Imagine following scenario:
Our team is working on a mobile project in biometrics. The team delivers a client facing SDK. Our work relies on another internal team, that is delivering algorithms in a form of a black box library. SDK has access to the Internet, but processing of biometrics happens on the phone.
That makes our project a wrapper for the library, where we are providing a platform-specific, user-friendly API for the clients. We are also responsible for the quality of the product - making sure it works as expected in client's environment.
Testing of the product can be somewhat automated by sending a video file to the library, that imitates phone camera feed. Tests like this are very flaky, as in biometrics there is a lot of variables that can decide if a capture is successful or not.
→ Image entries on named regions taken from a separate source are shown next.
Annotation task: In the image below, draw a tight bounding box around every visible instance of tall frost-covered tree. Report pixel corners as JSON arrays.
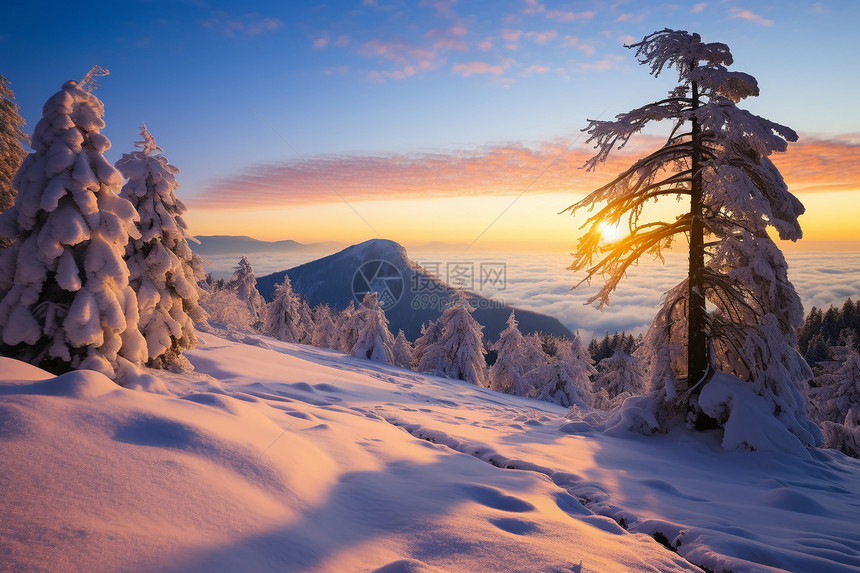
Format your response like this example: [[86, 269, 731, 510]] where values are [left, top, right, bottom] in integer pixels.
[[568, 30, 820, 445], [263, 275, 305, 342], [349, 291, 394, 364], [418, 290, 487, 387], [227, 257, 266, 330], [116, 124, 206, 370], [0, 80, 146, 379], [0, 75, 30, 242]]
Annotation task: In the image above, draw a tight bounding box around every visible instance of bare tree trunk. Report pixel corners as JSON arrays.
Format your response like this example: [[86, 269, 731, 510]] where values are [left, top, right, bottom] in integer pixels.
[[687, 78, 708, 394]]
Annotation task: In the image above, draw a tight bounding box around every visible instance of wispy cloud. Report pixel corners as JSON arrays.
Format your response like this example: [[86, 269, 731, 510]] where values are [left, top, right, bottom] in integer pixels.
[[502, 28, 523, 50], [314, 34, 329, 50], [523, 0, 597, 22], [202, 12, 284, 38], [452, 61, 510, 77], [526, 30, 558, 46], [616, 13, 645, 22], [418, 0, 457, 20], [195, 135, 860, 208], [359, 40, 440, 81], [772, 136, 860, 193], [731, 8, 773, 26], [523, 64, 551, 74], [426, 24, 468, 51], [562, 36, 596, 56]]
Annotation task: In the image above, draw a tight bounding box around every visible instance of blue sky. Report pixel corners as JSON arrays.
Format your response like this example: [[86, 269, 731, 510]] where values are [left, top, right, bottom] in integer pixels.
[[0, 0, 860, 248]]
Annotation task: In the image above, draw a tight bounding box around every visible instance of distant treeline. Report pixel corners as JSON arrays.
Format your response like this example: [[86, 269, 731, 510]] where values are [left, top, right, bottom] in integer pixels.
[[797, 298, 860, 367]]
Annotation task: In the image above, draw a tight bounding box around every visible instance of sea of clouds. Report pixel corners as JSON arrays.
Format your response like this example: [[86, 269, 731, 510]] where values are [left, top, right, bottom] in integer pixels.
[[206, 246, 860, 340]]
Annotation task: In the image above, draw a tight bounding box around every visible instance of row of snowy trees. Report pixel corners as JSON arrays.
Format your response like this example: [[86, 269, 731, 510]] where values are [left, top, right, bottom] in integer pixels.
[[797, 298, 860, 370], [204, 257, 641, 409], [0, 74, 205, 381]]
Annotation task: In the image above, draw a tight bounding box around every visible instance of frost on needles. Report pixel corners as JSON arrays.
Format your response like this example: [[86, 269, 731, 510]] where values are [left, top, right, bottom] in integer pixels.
[[568, 29, 821, 447], [0, 80, 146, 378], [116, 124, 206, 370]]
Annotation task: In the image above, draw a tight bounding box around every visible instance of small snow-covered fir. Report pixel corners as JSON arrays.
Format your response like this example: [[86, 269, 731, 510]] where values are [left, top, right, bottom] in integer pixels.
[[591, 348, 642, 410], [418, 289, 487, 386], [263, 275, 307, 342], [116, 124, 206, 369], [349, 291, 394, 364], [528, 333, 597, 408], [227, 257, 266, 330], [311, 304, 338, 350], [489, 311, 546, 396]]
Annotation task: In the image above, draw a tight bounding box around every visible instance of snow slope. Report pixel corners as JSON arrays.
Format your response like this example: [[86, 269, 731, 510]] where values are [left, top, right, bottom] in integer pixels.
[[0, 333, 860, 573]]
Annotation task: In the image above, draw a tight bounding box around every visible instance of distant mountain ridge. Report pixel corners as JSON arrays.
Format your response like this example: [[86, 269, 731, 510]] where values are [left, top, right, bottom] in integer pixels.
[[257, 239, 573, 340]]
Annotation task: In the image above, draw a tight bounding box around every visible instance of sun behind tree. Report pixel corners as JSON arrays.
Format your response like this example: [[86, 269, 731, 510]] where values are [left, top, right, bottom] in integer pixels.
[[566, 29, 820, 445]]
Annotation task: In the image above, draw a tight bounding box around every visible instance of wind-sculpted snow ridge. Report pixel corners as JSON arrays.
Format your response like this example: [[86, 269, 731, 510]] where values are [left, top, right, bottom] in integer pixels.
[[0, 332, 860, 573]]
Things like lightning conditions, device camera, background scene, size and shape of a face or fingers have impact.
As algorithms are refined, new versions are constantly breaking our test suite, making it impossible to determine if algorithm is broken or if test video file was just not good enough.
Manual tests can help validate false-negatives, but are time-consuming and don't cover much of the surface, if performed by the same engineers.
Constrains
we cannot impact how the other team operates, so we can't require more testing on their side or just blame them for production issues unless you caught and recorded a problematic scenario
SDK size matters very much to our clients, so we can't deploy both old and new algorithm (algorithm code and data make the majority of the size of the SDK) in a single SDK release
there is no mechanism to make canary releases, if SDK is deployed it goes to all clients
What would be a good strategy for integration testing in this project to validate systems behavior and minimize risk of bad version of algorithms hitting the production?